Smooth boosting for low VC dimensional classes and a fable about out-of-distribution learning
Russell Impagliazzo (UCSD)
Monday, April 21th 2025, 2-3pm
Abstract:
One mystery of machine learning is that training for one domain is often also useful as a preprocessing step for other domains. In this work, we will give a simple case when this out-of-distribution learning is provable, in boosting and multi-calibration using concepts from a small VC-dimension class. Building on work by Alon, Gonen, Hazan, and Moran, we first show an analysis of smooth (in the sense of Servedio) boosting algorithms for weak learners returning concepts from a small VC dimension class. In particular, for some choices of parameters, the round complexity of these algorithms will beat known lower bounds for general boosting algorithms.

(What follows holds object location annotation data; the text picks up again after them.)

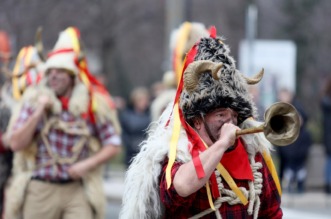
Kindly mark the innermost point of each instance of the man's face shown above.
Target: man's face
(217, 118)
(60, 81)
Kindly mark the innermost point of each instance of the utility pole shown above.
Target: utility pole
(175, 15)
(251, 23)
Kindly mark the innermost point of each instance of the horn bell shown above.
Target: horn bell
(282, 124)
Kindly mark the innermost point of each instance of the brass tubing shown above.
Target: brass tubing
(250, 130)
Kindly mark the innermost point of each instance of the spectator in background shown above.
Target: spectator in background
(6, 154)
(134, 121)
(326, 121)
(293, 157)
(60, 144)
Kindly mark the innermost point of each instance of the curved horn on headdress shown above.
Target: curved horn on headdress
(39, 45)
(255, 79)
(191, 74)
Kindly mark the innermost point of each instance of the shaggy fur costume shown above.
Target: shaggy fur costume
(141, 195)
(24, 161)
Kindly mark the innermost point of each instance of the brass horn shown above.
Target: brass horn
(281, 124)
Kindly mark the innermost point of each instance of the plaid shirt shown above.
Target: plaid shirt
(179, 207)
(62, 143)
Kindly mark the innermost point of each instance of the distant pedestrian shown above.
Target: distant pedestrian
(135, 119)
(326, 121)
(293, 157)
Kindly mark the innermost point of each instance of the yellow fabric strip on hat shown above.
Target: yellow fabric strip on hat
(272, 169)
(74, 38)
(16, 91)
(27, 62)
(173, 144)
(183, 35)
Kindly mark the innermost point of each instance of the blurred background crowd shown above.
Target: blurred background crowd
(128, 46)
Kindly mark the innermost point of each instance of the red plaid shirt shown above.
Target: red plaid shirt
(179, 207)
(62, 143)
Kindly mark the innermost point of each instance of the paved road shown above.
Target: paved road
(310, 205)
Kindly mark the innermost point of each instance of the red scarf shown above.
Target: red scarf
(236, 162)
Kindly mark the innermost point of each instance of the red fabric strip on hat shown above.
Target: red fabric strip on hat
(236, 162)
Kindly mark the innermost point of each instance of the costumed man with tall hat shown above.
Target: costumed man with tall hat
(181, 40)
(192, 165)
(62, 131)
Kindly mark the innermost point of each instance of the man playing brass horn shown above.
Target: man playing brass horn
(192, 165)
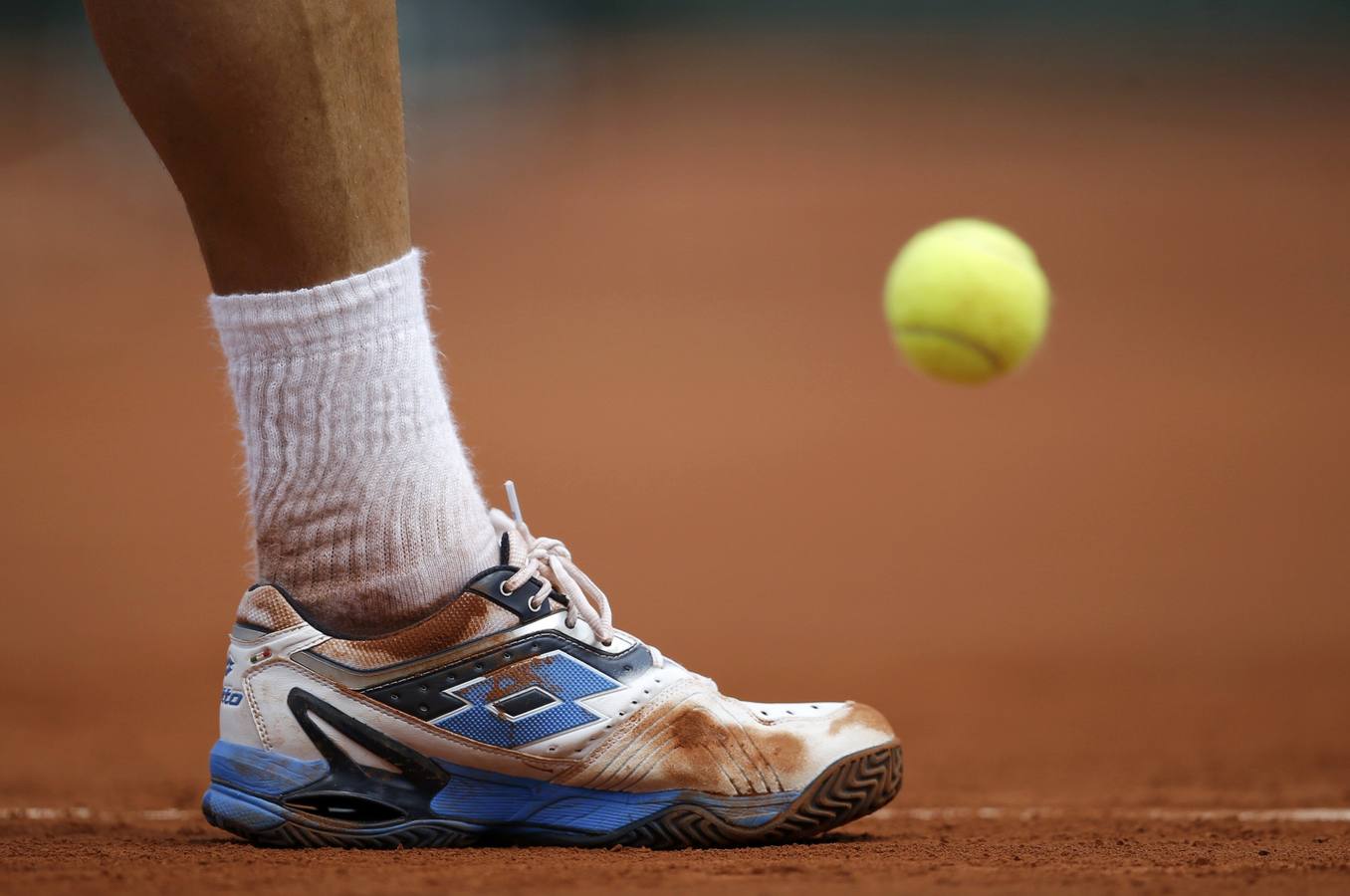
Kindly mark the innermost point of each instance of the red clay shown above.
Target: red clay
(1114, 581)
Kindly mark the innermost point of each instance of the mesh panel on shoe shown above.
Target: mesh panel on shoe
(465, 618)
(265, 608)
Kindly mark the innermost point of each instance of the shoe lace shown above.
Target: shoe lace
(550, 561)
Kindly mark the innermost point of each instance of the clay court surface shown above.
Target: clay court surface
(1104, 602)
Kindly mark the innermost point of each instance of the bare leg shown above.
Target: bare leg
(281, 123)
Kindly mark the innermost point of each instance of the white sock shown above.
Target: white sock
(363, 502)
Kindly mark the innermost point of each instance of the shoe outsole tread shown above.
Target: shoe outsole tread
(850, 788)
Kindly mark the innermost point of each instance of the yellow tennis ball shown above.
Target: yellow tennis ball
(967, 301)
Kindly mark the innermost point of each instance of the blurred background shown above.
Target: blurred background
(1119, 576)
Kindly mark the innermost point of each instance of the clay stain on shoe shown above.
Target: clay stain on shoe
(860, 716)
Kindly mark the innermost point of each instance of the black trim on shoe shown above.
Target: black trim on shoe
(356, 792)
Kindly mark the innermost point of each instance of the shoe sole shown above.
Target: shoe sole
(848, 789)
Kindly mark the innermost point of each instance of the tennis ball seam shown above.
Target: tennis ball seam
(960, 338)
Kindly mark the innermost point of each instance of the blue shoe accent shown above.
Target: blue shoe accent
(489, 797)
(524, 804)
(238, 812)
(250, 789)
(257, 771)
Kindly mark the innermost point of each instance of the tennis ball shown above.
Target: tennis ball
(967, 301)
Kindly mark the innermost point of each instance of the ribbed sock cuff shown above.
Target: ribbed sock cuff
(322, 318)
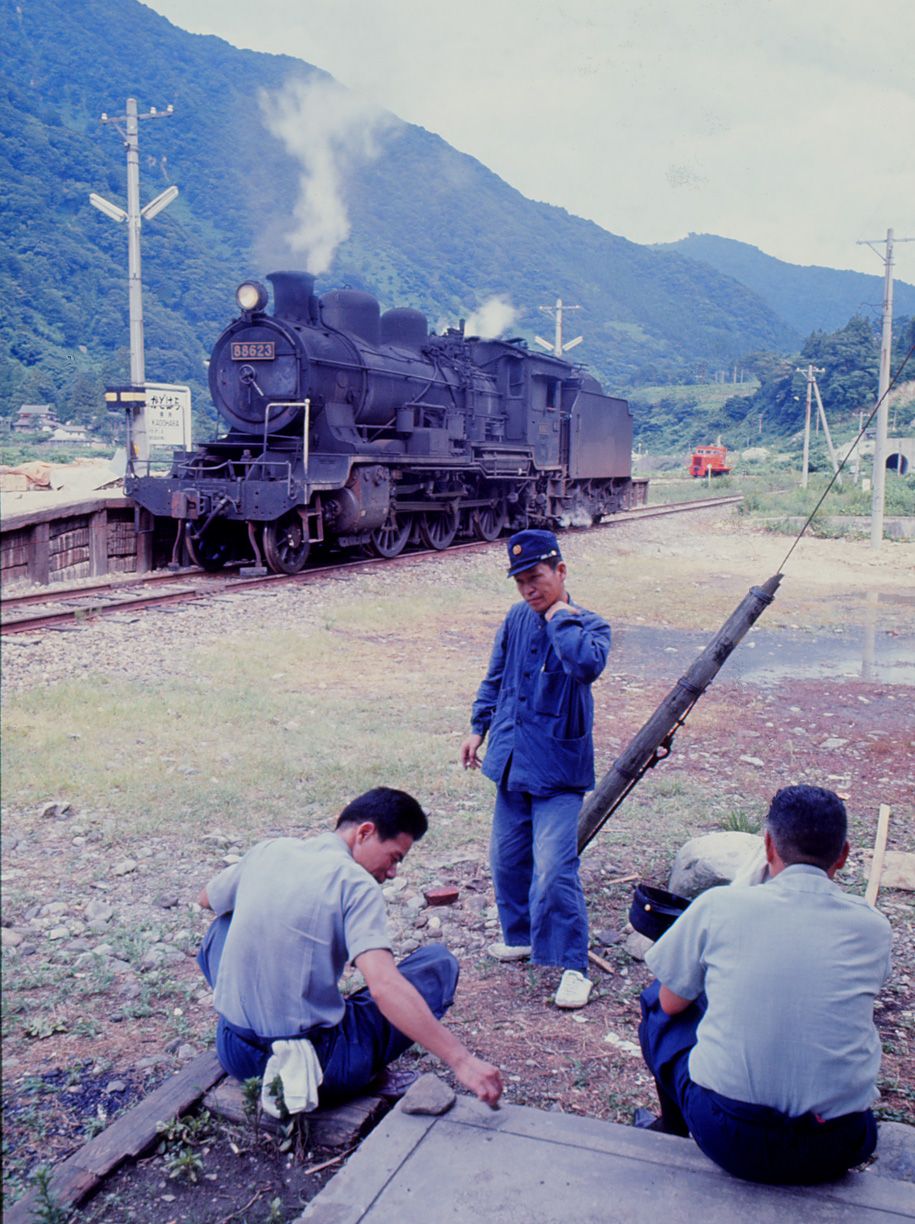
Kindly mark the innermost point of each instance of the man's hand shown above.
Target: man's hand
(482, 1078)
(469, 750)
(559, 606)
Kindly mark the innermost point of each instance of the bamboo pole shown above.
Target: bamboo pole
(880, 850)
(652, 743)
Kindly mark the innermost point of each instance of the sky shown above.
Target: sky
(785, 124)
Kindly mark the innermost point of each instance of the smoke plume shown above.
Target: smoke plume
(493, 318)
(330, 131)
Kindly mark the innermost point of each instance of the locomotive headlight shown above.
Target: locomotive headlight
(251, 295)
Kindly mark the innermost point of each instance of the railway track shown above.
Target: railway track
(62, 606)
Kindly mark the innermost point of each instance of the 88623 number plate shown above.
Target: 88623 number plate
(253, 350)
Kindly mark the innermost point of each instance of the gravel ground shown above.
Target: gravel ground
(92, 1005)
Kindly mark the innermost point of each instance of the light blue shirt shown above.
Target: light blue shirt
(790, 970)
(536, 704)
(301, 910)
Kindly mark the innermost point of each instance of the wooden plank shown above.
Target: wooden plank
(38, 555)
(146, 529)
(64, 511)
(339, 1126)
(127, 1136)
(98, 544)
(880, 848)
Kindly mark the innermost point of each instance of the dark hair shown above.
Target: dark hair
(390, 812)
(807, 825)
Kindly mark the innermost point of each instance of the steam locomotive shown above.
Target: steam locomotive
(352, 427)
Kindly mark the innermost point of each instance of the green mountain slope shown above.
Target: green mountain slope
(807, 299)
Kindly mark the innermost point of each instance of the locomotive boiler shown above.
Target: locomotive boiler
(350, 426)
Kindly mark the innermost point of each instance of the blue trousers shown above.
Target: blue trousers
(533, 854)
(361, 1045)
(748, 1141)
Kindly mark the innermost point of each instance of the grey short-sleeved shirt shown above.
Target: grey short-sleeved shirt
(301, 911)
(790, 970)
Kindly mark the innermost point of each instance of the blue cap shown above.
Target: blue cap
(527, 548)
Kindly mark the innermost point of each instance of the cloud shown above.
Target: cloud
(493, 318)
(329, 131)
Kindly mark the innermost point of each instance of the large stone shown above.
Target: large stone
(712, 859)
(428, 1096)
(896, 1152)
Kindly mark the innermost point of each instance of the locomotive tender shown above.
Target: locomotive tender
(355, 427)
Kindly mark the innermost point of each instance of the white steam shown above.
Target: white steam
(493, 318)
(329, 130)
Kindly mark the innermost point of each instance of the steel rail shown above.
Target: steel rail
(195, 584)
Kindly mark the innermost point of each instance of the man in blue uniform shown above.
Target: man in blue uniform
(760, 1027)
(537, 710)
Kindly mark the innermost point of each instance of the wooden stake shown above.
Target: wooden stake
(880, 848)
(601, 963)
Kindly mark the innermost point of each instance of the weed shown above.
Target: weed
(48, 1209)
(184, 1164)
(44, 1026)
(740, 823)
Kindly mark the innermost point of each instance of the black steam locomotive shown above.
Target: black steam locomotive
(355, 427)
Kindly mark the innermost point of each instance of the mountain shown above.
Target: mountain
(807, 299)
(428, 227)
(431, 228)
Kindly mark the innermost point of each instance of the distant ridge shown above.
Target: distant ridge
(807, 299)
(429, 227)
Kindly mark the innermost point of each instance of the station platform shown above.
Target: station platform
(520, 1165)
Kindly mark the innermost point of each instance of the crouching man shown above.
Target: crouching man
(290, 914)
(760, 1029)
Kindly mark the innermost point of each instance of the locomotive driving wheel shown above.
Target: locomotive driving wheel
(286, 544)
(212, 550)
(489, 520)
(438, 529)
(390, 537)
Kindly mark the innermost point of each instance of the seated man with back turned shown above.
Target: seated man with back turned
(291, 913)
(760, 1028)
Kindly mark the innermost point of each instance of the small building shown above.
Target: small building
(36, 419)
(70, 433)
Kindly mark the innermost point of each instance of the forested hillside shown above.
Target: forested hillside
(848, 364)
(429, 227)
(809, 299)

Then we'll show that this round complexity applies in the continual learning setting, where we are solving a sequence of classification problems. If the data distribution is identical, the round complexity of an arbitrary sequence is the same as for a single classification problem. If the data distributions are overlapping but not identical, there is a quantitative tradeoff between overlap and joint round complexity. We give a reduction from multi-calibration to boosting that yields similar results for multi-calibration and output indistinguishability.
Work in progress which is joint with Maya Josyula, Yasaman Mahdaviyeh and Toni Pitassi.